To analyze logic circuits, systematically determine the output of each logic gate based on its inputs and the truth table of the gate. For complex circuits, writing the Boolean expression for the final output in terms of the inputs can be helpful.

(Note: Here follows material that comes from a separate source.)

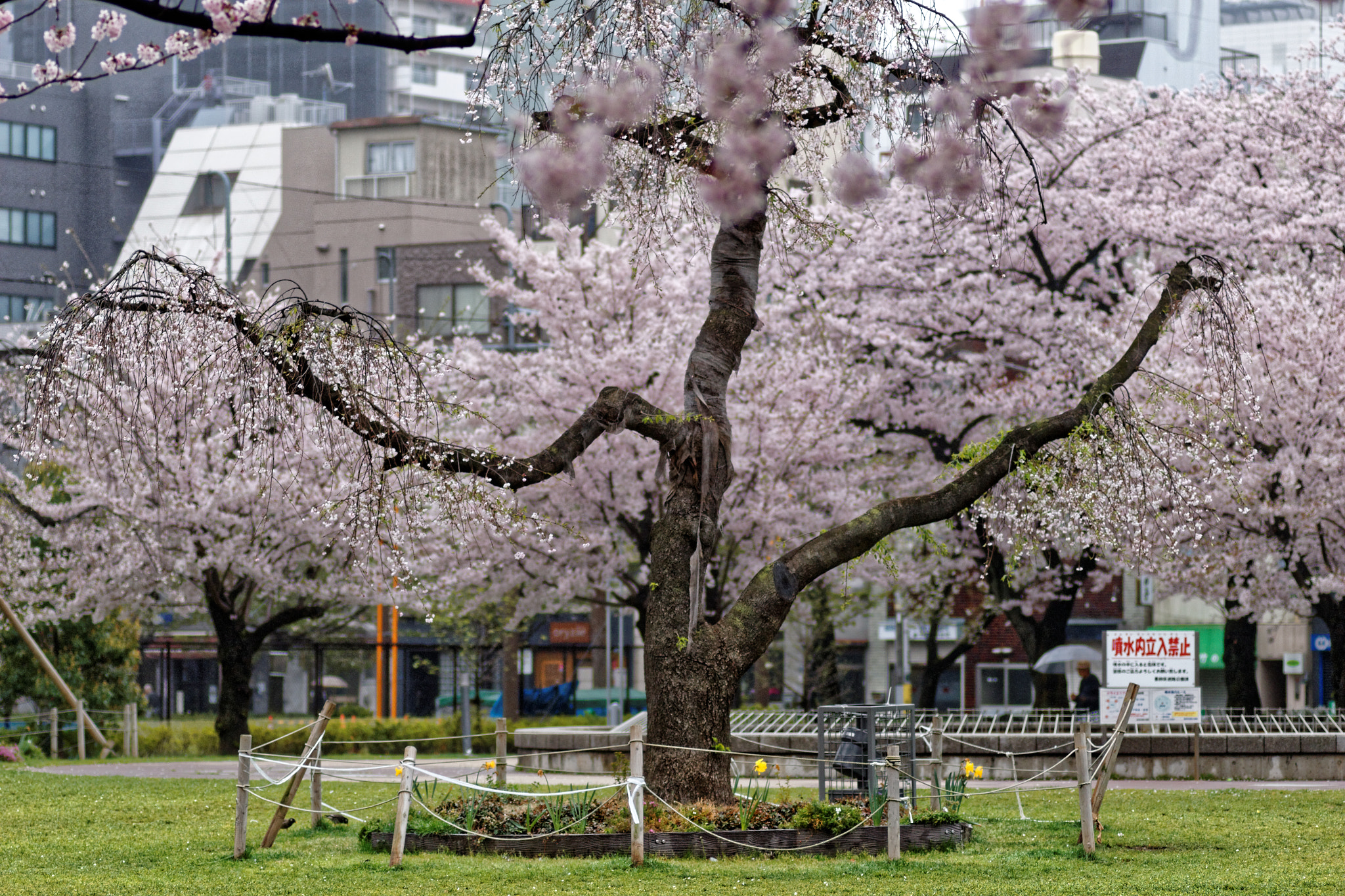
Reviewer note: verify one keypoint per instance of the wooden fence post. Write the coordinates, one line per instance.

Then, evaluate this expression for each given input combination.

Answer 1

The Correct Option is A

Step 1: Analyze the logic circuit and identify the gates.
The circuit consists of an AND gate, a NOT gate, an OR gate, and a final NAND gate. 

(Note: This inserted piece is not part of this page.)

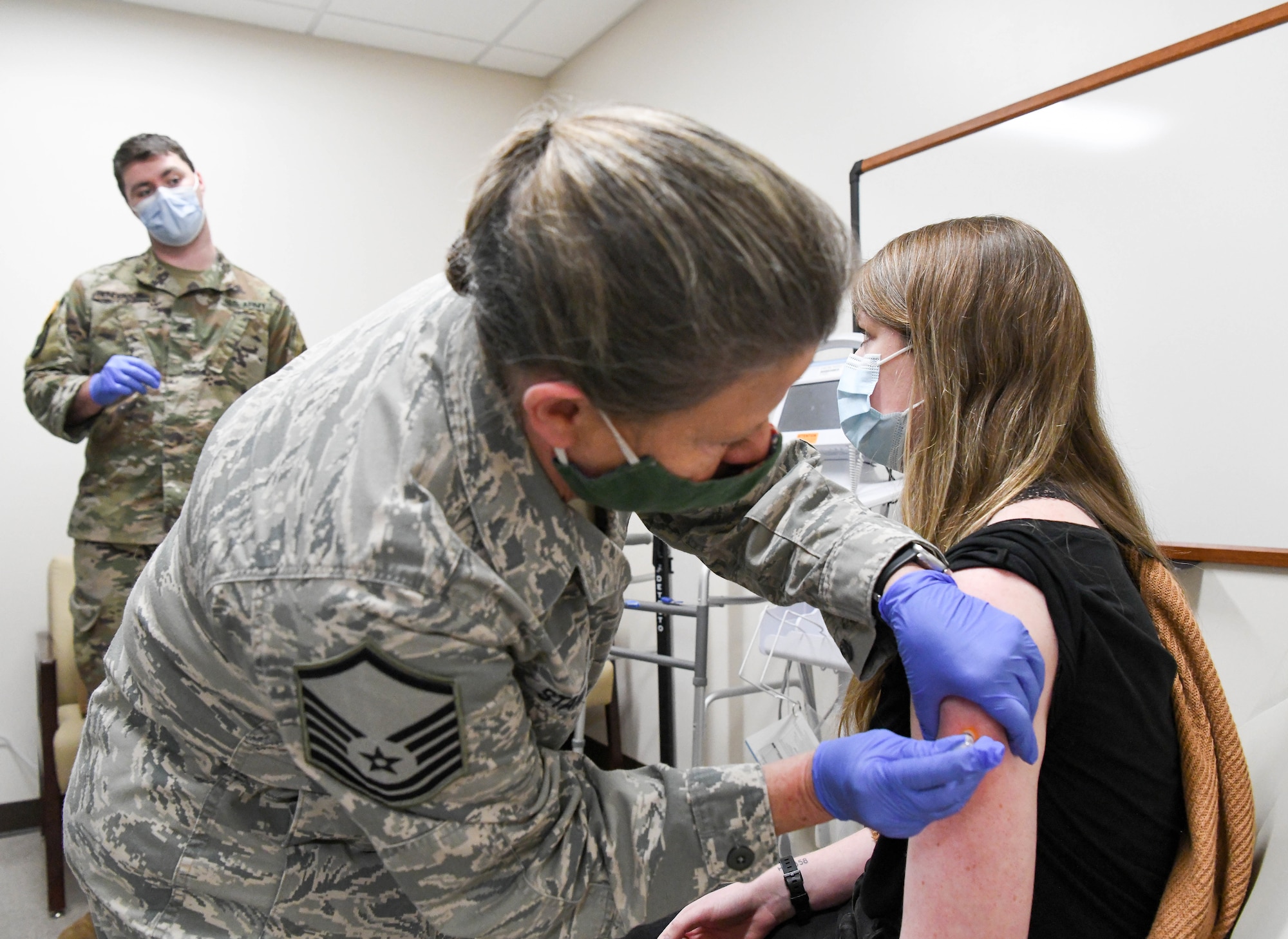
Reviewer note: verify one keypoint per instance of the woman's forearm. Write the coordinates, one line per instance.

Step 2: Write the Boolean expression for the output of each gate.
Let the output of the AND gate be \( X \), the output of the NOT gate be \( \bar{B} \), and the output of the OR gate be \( Z \). 
The final output is \( Y \). \[ X = A \cdot B \] \[ \bar{B} = \text{NOT}(B) \] \[ Z = A + \bar{B} \] The final output \( Y \) is the NAND of \( X \) and \( Z \): \[ Y = \overline{X \cdot Z} = \overline{(A \cdot B) \cdot (A + \bar{B})} \] 
Step 3: Evaluate the output \( Y \) for each given input combination.
Case 1: A = 1 and B = 1
\[ X = 1 \cdot 1 = 1 \] \[ \bar{B} = \text{NOT}(1) = 0 \] \[ Z = 1 + 0 = 1 \] \[ Y = \overline{1 \cdot 1} = \overline{1} = 0 \] So, \( Y = 0 \) when \( A = 1 \) and \( B = 1 \). 
Case 2: A = 0 and B = 1
\[ X = 0 \cdot 1 = 0 \] \[ \bar{B} = \text{NOT}(1) = 0 \] \[ Z = 0 + 0 = 0 \] \[ Y = \overline{0 \cdot 0} = \overline{0} = 1 \] So, \( Y = 1 \) when \( A = 0 \) and \( B = 1 \). 
Case 3: A = 1 and B = 0
\[ X = 1 \cdot 0 = 0 \] \[ \bar{B} = \text{NOT}(0) = 1 \] \[ Z = 1 + 1 = 1 \] \[ Y = \overline{0 \cdot 1} = \overline{0} = 1 \] So, \( Y = 1 \) when \( A = 1 \) and \( B = 0 \). 
Case 4: A = 0 and B = 0
\[ X = 0 \cdot 0 = 0 \] \[ \bar{B} = \text{NOT}(0) = 1 \] \[ Z = 0 + 1 = 1 \] \[ Y = \overline{0 \cdot 1} = \overline{0} = 1 \] So, \( Y = 1 \) when \( A = 0 \) and \( B = 0 \). 
Step 4: Identify the input combination for which \( Y = 0 \).
From the evaluations above, the output \( Y = 0 \) only when \( A = 1 \) and \( B = 1 \).